Big Cartel was founded in 2005 by Matt Wigham and Eric Turner in Salt Lake City. Wigham was managing bands and saw that musicians, artists, and other creatives needed a dead-simple way to sell merchandise online. They built Big Cartel to be the opposite of bloated enterprise platforms — minimal, focused, and affordable.
The platform is deliberately limited in scope. It handles product listings, payments, order management, and basic customization. There are no app stores, marketplace integrations, or advanced analytics dashboards. That’s the point — Big Cartel is for people selling a small catalog of handmade goods, prints, vinyl records, or clothing, not for merchants with thousands of SKUs.

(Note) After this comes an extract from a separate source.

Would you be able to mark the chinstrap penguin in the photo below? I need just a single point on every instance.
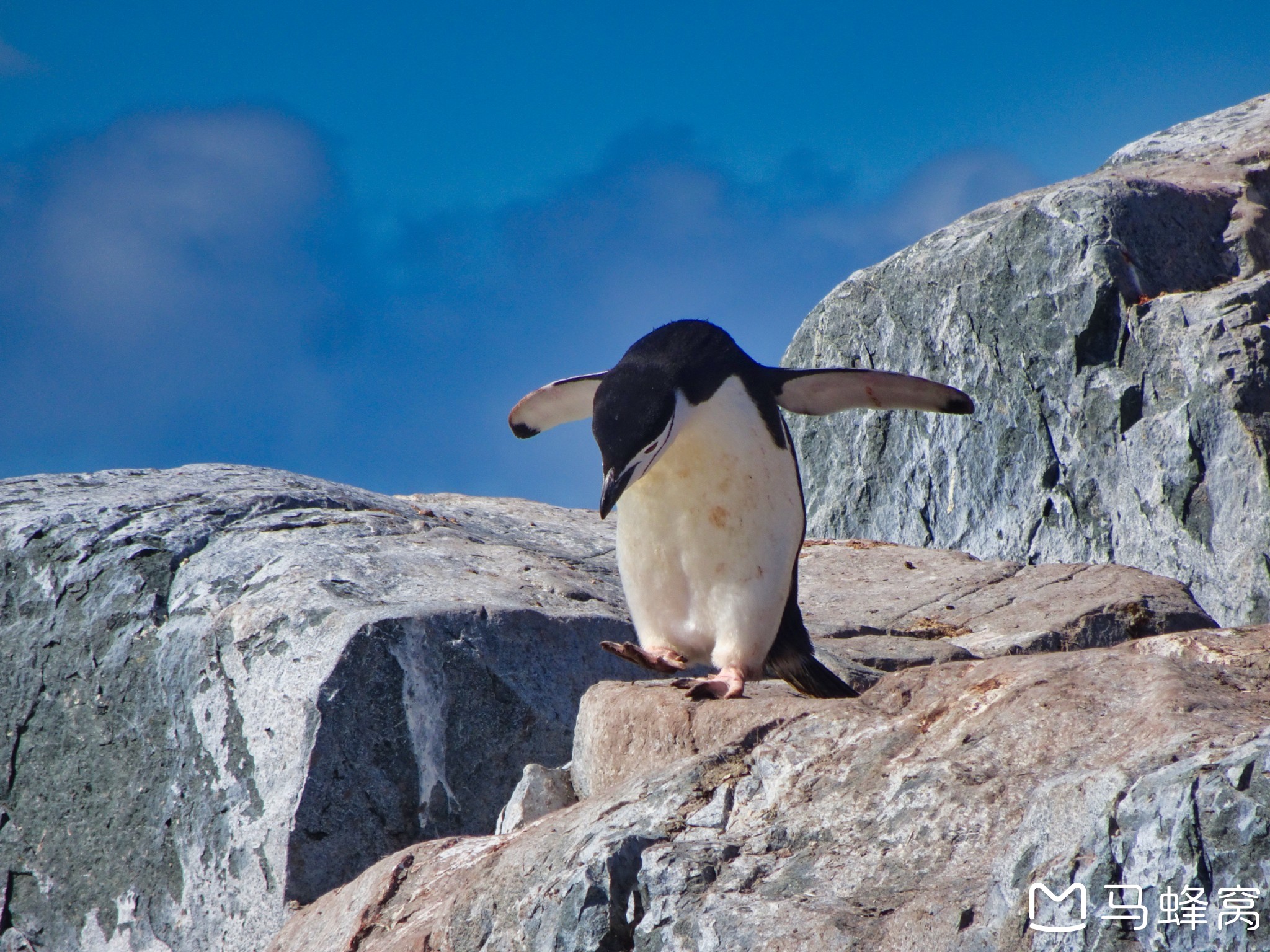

Big Cartel’s free plan supports up to 5 products with no monthly fees and no transaction charges beyond payment processing costs. Paid plans top out at $19.99 per month for up to 500 products. The pricing model hasn’t changed dramatically in years, which is part of the appeal for cost-conscious creatives.
The company is intentionally small and has stayed independent. It hasn’t taken venture capital and doesn’t plan to. The team is about 30 people, mostly remote. Big Cartel has publicly committed to remaining a sustainable business rather than chasing growth-at-all-costs.
More than a million stores have been created on Big Cartel since launch. The platform processes hundreds of millions of dollars in sales annually, primarily for independent artists, screen printers, jewelry makers, ceramicists, and small fashion labels.